Reform, Part 2


Like an old rerun that plays over and over, the topic of public pension reform is back on the table, this time for review by the Task Force on Kentucky Pensions, which met for the first time Monday and is supposed to come up with recommendations for legislative action in 2013.

There’s some reason for concern that any new ideas will be less palatable to public workers and retirees than the pension reform measure enacted by the 2008 General Assembly. That law’s saving grace, from the employee viewpoint, lay in exempting current workers and retirees from its strongest medicine. People hired since then must work at least 30 years instead of 27 to draw full retirement. But those employed at the time of passage remain under the old rules. The law further provided for state government to make bigger contributions to the retirement funds.

Unfortunately, this reform turned out to be less than a resounding success. The Kentucky Retirement Systems’ unfunded liability – money it owes to present and future retirees but doesn’t have on hand – topped $19 billion at the end of the 2011-2012 fiscal year. The investment returns needed to grow the various accounts have suffered from the instability of financial markets and the systems have had to sell off holdings that might have helped cut the liability.

This is not a good situation. No institution can indefinitely continue paying out more than it takes in, and the Pew Center on the States used a familiar term – unsustainable – to describe the current condition of the retirement systems. Last month, Pew listed Kentucky, Connecticut, Illinois and Rhode Island as having the nation’s most underfunded public retirement programs.

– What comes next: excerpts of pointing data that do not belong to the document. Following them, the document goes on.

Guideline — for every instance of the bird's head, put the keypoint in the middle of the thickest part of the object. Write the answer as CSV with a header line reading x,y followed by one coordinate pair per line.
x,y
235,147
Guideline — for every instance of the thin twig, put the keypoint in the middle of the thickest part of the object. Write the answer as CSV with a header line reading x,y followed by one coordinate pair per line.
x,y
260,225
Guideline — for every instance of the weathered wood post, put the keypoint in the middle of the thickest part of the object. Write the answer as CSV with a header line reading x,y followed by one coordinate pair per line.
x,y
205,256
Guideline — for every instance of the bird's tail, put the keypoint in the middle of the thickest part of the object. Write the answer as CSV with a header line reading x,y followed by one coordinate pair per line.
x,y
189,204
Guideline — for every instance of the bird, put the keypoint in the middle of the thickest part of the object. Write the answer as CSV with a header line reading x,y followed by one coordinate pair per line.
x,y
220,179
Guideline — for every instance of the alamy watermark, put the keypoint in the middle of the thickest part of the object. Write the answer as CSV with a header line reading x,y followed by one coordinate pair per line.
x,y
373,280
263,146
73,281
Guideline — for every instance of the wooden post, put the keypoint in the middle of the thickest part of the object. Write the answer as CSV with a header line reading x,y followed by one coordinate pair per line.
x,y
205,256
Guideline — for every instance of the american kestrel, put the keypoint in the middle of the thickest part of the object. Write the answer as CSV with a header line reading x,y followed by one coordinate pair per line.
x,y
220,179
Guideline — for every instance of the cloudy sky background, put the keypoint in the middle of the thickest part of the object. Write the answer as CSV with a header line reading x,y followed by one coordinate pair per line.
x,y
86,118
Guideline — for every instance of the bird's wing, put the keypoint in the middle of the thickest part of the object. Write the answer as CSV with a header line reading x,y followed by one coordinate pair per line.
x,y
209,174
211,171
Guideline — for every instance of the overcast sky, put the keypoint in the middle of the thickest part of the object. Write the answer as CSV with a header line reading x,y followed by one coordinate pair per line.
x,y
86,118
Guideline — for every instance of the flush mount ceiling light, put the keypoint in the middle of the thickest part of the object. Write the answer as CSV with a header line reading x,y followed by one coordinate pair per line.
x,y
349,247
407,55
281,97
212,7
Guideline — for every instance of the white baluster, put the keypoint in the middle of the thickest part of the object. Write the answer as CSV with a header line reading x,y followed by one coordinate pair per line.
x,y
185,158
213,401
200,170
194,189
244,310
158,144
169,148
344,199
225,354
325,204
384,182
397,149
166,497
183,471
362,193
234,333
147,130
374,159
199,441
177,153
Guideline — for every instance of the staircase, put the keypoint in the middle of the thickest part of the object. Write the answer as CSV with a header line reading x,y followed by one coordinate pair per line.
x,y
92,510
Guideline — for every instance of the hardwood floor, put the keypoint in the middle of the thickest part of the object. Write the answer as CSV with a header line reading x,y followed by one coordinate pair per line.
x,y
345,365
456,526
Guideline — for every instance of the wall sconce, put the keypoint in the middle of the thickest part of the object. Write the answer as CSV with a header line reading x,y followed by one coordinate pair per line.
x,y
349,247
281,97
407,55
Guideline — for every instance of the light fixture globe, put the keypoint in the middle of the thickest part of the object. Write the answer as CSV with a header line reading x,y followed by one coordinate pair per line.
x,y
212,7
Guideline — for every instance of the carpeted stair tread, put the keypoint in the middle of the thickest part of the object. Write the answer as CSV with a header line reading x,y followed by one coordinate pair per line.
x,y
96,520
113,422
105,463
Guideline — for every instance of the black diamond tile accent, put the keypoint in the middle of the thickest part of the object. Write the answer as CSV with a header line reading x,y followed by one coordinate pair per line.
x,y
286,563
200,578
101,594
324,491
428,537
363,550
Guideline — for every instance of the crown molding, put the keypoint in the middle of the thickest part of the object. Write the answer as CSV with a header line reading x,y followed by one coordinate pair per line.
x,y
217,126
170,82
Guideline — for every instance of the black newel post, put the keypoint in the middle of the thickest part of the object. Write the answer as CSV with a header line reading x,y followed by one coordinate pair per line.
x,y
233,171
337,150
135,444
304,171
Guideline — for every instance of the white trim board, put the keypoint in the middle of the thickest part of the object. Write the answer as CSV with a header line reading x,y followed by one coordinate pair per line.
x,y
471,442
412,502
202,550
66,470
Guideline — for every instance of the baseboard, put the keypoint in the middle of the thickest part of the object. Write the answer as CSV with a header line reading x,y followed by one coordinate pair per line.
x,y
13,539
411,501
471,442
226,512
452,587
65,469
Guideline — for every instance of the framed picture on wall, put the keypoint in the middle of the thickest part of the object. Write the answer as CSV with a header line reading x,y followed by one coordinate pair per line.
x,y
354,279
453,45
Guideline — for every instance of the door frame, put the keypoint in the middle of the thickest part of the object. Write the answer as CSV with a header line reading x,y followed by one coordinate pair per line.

So now that relatively painless solutions to the pension debacle have fallen short, what next? Will individuals on the payroll or already drawing retirement checks get short-changed? Will the systems have to move from “defined -benefit”pensions to “defined-contribution” programs with no guarantees?

The latter choice, embodied in 401(k) style savings accounts, keeps popping up even though most workers know it would jeopardsize their retirement security. Senate President David Williams tried unsuccessfully to get such a proposal through the legislature last year, with exemptions for existing employees and pensioners. Only new hires would have had to sign up, so there would have been two different systems – one for workers remaining in the defined-benefit division and another for new hires covered by defined-contribution rules. A study determined that operating on this double track would have cost the government even more money than it spends now, at least in the near term. Rep. Mike Cherry, D-Princeton, co-chairman of the task force, says any new proposals would apply to public workers, judges and legislators, all currently covered by guaranteed pensions.

No specific plans were unveiled. It’s always possible the task force will offer modifications as innocuous – and ineffectual – as those passed in 2008. Or, recognizing the severity of the shortfall, it could ask the legislature to take more drastic steps – perhaps signaling the beginning of the end of traditional pensions for Kentucky’s public employees.